In an interview published on Friday, Ouattara told French newspaper Le Figaro that he would guarantee Laurent Gbagbo's safety.
"For me, peace has no price. That's why I am willing to declare an amnesty for Gbagbo, as happened in the past for Benin President [Mathieu] Kerekou," said Ouattara.
"But he has to accept rapidly, because he's a person with blood on his hands."
The UN, the African Union, the 15-nation West African regional group ECOWAS and other world powers have recognised Ouattara as the winner of the country's presidential run-off vote.
But Gbagbo has refused for more than a month to step down after a decade in power, sparking a political crisis that has left more than 170 people dead.
The president of Ghana said on Friday his country would not take sides in neighbouring Cote d'Ivoire's power struggle and that force would not solve the problem, underscoring a rift in the region about how to resolve the crisis.
"Ghana is not taking sides, and Ghana will support any government," President John Atta Mills said in a speech on Friday.
"I personally do not think the military option will solve the problem in Cote d'Ivoire."

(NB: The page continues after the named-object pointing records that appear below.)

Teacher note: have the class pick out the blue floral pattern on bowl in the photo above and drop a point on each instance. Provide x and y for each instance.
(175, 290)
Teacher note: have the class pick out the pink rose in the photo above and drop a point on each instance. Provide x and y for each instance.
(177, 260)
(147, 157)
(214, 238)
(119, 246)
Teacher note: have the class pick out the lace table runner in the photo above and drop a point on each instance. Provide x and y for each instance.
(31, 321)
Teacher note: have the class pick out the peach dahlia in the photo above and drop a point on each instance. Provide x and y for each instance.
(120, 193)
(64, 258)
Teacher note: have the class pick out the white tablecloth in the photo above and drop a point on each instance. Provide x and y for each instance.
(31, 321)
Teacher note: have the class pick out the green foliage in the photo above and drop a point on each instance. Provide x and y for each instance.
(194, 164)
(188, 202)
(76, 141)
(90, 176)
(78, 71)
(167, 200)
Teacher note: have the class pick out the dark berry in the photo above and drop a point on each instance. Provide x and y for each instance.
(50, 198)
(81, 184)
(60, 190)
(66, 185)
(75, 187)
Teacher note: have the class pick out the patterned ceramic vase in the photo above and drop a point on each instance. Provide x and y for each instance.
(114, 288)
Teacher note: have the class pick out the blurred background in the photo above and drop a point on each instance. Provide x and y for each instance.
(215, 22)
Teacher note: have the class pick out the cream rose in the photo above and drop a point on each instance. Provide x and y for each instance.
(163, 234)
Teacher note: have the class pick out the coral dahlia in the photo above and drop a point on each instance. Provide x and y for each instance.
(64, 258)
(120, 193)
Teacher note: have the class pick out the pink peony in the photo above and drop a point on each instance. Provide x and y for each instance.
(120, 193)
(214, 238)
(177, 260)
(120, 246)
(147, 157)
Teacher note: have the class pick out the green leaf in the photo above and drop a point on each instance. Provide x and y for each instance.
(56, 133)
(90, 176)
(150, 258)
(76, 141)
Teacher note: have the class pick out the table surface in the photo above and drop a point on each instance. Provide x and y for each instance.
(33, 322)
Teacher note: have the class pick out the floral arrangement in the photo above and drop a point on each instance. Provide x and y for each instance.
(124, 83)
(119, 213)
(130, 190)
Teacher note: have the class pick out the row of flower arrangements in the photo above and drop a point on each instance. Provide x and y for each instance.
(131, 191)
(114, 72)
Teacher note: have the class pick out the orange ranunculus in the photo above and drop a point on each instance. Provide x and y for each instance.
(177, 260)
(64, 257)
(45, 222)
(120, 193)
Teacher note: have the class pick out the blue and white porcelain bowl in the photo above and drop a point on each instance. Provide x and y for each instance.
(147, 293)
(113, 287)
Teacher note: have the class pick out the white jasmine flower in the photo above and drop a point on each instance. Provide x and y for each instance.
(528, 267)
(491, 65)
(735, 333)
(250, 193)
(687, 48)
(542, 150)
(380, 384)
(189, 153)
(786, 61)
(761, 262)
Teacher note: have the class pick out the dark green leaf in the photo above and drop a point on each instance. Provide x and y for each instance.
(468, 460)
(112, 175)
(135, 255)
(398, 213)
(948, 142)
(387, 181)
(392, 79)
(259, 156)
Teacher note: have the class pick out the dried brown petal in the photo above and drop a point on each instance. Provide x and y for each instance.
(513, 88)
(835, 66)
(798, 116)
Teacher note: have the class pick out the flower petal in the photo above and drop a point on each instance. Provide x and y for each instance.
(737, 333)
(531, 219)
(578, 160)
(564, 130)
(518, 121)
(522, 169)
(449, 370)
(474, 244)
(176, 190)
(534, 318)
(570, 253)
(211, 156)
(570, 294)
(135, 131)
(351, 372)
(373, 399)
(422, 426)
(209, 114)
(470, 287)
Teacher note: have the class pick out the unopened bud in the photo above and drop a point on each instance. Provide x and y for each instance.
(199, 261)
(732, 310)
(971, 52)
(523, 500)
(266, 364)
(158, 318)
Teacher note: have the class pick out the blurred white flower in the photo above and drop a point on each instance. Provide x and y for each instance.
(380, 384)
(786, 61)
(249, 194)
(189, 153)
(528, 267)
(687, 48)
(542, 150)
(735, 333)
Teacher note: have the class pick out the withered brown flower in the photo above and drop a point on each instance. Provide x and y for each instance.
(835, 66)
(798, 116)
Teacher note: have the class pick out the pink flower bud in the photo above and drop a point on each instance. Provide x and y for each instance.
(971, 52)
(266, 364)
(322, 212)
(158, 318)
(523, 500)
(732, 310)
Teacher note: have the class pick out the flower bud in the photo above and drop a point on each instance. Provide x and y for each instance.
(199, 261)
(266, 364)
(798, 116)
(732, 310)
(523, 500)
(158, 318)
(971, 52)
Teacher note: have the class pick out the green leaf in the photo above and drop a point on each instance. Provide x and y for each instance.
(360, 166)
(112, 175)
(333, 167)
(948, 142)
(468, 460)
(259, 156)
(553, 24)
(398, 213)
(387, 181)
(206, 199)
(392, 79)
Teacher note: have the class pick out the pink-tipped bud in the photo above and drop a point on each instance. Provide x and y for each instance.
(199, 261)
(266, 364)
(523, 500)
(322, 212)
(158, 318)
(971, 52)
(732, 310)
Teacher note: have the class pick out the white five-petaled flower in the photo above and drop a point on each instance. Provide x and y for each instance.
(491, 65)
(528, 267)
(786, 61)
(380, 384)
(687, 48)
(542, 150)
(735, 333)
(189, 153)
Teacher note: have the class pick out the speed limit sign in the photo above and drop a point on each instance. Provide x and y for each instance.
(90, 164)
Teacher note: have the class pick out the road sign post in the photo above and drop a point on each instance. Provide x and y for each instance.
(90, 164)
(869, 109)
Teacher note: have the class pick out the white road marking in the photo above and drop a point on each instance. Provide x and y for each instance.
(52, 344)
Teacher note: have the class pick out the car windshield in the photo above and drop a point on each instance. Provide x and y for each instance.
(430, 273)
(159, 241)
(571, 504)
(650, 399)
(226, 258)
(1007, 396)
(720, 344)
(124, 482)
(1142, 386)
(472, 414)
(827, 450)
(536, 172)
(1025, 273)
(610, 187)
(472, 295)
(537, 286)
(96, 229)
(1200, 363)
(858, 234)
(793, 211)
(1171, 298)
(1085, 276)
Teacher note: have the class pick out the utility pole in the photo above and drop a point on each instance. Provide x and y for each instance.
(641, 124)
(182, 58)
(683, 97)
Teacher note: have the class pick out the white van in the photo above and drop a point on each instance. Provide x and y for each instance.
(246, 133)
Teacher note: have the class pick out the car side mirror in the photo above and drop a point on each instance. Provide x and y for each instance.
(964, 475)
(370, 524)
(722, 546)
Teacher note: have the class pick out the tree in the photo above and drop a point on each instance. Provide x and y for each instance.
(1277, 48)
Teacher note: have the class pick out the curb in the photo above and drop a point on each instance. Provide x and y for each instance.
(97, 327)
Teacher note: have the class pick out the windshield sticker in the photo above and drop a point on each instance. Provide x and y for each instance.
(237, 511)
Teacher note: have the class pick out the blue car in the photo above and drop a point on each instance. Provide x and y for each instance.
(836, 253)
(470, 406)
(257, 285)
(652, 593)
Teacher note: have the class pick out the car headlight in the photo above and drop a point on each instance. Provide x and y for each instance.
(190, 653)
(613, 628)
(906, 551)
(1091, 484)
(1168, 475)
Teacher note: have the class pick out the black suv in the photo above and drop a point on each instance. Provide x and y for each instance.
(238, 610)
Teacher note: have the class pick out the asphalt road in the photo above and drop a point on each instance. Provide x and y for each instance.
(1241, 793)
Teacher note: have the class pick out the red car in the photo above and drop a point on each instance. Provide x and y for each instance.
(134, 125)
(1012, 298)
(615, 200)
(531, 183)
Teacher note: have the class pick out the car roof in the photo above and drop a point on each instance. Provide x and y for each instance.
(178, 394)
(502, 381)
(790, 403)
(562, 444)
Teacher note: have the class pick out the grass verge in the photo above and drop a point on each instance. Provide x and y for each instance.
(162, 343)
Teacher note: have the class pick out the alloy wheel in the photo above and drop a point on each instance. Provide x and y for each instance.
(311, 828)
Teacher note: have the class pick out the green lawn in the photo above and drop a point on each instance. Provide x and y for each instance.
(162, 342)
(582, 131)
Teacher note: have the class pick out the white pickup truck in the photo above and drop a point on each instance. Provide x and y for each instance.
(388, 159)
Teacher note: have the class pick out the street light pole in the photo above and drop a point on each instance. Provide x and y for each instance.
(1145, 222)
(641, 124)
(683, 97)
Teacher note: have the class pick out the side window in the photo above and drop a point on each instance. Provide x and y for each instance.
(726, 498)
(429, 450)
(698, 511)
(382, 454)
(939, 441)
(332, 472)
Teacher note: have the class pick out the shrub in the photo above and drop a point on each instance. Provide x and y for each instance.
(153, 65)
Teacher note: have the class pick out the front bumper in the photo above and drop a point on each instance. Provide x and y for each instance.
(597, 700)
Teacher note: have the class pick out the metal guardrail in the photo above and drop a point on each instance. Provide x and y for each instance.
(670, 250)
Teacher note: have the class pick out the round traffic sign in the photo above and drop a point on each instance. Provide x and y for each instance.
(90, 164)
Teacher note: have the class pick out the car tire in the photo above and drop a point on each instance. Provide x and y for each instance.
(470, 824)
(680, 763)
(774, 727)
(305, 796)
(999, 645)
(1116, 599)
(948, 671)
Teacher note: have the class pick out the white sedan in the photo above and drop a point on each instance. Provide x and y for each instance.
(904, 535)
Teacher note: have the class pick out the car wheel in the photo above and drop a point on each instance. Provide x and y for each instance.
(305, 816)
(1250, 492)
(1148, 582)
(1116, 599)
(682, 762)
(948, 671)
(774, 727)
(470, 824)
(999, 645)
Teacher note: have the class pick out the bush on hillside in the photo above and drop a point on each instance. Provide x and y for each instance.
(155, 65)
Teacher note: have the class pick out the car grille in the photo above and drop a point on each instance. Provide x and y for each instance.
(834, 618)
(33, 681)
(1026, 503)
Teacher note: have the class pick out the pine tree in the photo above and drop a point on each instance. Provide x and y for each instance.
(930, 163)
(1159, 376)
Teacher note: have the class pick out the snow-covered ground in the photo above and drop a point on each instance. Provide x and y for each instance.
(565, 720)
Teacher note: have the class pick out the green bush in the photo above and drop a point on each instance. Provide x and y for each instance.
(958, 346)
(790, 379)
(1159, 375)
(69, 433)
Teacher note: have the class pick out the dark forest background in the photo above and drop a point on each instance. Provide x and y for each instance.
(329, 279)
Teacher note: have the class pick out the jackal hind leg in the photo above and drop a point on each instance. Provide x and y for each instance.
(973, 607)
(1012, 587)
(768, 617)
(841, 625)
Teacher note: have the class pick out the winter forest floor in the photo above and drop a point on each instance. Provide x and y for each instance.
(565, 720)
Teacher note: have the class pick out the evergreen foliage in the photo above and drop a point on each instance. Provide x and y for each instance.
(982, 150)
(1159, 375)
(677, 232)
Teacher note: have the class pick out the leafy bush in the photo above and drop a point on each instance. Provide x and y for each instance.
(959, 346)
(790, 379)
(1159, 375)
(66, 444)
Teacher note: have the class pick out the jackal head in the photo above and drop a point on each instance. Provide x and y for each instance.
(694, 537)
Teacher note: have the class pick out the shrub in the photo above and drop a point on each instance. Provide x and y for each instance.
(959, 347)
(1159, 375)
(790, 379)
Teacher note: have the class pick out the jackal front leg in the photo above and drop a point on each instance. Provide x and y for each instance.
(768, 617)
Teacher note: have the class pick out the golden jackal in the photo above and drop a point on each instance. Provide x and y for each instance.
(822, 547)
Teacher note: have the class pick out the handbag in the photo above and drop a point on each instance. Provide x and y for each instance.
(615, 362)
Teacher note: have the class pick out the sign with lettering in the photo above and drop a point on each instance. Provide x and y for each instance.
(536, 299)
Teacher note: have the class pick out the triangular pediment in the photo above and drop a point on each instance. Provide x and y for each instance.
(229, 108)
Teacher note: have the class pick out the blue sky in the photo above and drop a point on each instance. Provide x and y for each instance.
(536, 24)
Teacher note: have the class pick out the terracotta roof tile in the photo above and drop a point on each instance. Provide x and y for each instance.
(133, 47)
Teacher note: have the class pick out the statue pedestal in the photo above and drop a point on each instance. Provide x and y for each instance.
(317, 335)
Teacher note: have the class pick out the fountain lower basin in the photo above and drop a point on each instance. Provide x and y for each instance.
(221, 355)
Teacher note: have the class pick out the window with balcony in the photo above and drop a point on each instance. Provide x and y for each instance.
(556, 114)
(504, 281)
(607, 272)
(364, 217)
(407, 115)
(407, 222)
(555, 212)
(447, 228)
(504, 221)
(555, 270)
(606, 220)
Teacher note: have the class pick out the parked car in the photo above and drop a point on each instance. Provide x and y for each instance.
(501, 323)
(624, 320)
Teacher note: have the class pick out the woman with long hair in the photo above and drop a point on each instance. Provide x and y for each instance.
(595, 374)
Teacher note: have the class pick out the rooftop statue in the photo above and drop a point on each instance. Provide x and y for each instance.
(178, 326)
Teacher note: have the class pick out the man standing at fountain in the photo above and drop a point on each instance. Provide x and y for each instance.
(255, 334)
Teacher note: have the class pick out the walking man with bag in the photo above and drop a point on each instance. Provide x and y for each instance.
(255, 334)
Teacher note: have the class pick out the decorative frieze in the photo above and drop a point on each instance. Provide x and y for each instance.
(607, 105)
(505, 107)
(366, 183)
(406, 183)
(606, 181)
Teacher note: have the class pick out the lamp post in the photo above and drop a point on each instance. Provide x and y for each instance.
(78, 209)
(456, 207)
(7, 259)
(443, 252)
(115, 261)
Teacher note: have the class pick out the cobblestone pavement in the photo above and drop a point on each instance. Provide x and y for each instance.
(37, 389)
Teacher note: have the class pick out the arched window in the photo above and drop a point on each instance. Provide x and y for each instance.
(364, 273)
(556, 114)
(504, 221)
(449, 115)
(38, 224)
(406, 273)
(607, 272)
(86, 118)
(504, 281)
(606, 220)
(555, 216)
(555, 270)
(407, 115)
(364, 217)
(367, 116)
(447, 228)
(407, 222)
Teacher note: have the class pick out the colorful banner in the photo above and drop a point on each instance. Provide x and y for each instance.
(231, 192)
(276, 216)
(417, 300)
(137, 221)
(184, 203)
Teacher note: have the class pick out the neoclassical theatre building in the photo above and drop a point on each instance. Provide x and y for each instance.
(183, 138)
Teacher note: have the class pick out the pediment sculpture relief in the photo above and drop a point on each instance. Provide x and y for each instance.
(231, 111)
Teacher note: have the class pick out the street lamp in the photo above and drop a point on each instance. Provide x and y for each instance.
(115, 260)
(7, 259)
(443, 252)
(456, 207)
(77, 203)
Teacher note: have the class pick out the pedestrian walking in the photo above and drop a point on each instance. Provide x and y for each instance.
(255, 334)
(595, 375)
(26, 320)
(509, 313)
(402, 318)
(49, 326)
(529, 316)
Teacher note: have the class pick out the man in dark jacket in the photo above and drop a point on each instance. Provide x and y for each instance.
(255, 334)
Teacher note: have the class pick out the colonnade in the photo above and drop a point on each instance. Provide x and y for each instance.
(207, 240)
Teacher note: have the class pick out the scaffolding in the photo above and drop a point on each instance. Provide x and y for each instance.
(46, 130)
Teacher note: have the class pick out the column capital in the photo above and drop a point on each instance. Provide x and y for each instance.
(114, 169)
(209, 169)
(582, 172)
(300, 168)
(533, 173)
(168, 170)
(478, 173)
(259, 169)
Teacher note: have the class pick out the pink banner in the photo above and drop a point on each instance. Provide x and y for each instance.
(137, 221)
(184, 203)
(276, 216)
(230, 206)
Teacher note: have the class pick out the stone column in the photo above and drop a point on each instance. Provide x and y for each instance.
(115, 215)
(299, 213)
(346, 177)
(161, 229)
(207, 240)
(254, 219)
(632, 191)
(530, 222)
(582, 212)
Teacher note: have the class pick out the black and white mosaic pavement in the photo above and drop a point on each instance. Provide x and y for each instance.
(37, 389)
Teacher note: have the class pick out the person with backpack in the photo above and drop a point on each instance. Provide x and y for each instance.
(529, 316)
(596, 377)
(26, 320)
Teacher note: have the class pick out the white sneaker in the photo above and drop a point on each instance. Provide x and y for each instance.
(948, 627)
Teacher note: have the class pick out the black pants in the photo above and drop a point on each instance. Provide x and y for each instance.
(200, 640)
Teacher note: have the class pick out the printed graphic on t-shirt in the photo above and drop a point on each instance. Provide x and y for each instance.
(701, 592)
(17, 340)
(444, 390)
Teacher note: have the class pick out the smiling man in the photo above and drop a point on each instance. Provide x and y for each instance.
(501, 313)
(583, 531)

Mills said military planners told him that Ghana's forces were over-stretched and that in taking the decision not to contribute troops to an ECOWAS intervention force, he considered the safety of Ghanaian expatriates in Cote d'Ivoire.
ECOWAS has threatened to use military force to oust Gbagbo, but it has said doing so would be a last resort and it opened the door to negotiations.